Отъезд… Чтобы покинуть замок, нужен конь, одежда, еда, оружие. Скорее всего, сто́ит всё это недёшево. Наташа вздохнула. К коням она боялась даже приближаться, не говоря уже о том, чтобы сесть на него и продержаться в седле хоть сколько-нибудь. А без этого никак. Нужны уроки верховой езды. Здесь может помочь Бруно.
Ну, что ж, если сразу не удалось умереть, значит, ждём выздоровления и помогаем себе сами. Она грустно улыбнулась. А что с дуремаром? Убит? О нём говорил Бруно? Кем убит? Сообщником. За что? Чтобы замолк навсегда — много знал. Плохо.
Кэйти вышла на улицу и быстро вернулась.
— Как хорошо, — сообщила она радостно. — Хозяин прислал Рухе дрова. Да хорошие какие. Такие только в замке есть. Ей надолго хватит. А то в таком доме тепло никак не держится. Камень всё забирает, — взялась она растапливать печь, тихо напевая.
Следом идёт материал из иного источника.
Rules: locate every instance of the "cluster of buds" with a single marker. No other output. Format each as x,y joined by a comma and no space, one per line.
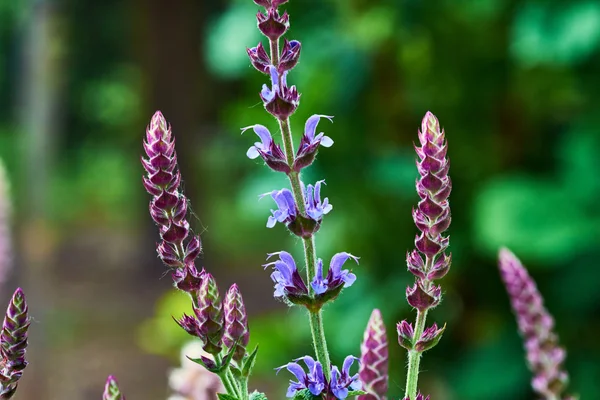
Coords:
279,100
341,385
544,356
218,325
168,206
192,381
429,261
13,343
290,286
273,155
111,390
373,368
Наташа, расслабившись, думала о том, что её ждёт, если остаться здесь. Выйти замуж? Очень не хотелось жить в таком же крохотном тёмном домике, где хорошо только летом, когда тепло и солнечно. Но есть осень с затяжным нудным дождём, стылой моросью и холодным небом, затянутым пепельными низкими тучами. Есть зима с продолжительными морозами, с сутками бушующими метелями, пронизывающим порывистым ветром. И есть нужда — ежедневная и беспросветная — с думами о куске хлеба. Девушка знала, что такой жизни она не выдержит и первое же воспаление лёгких приведёт к летальному исходу.
Огонь весело запылал в печи, и Кэйти закрыла дверь. Запах горящих потрескивающих дров наполнил маленькую комнату.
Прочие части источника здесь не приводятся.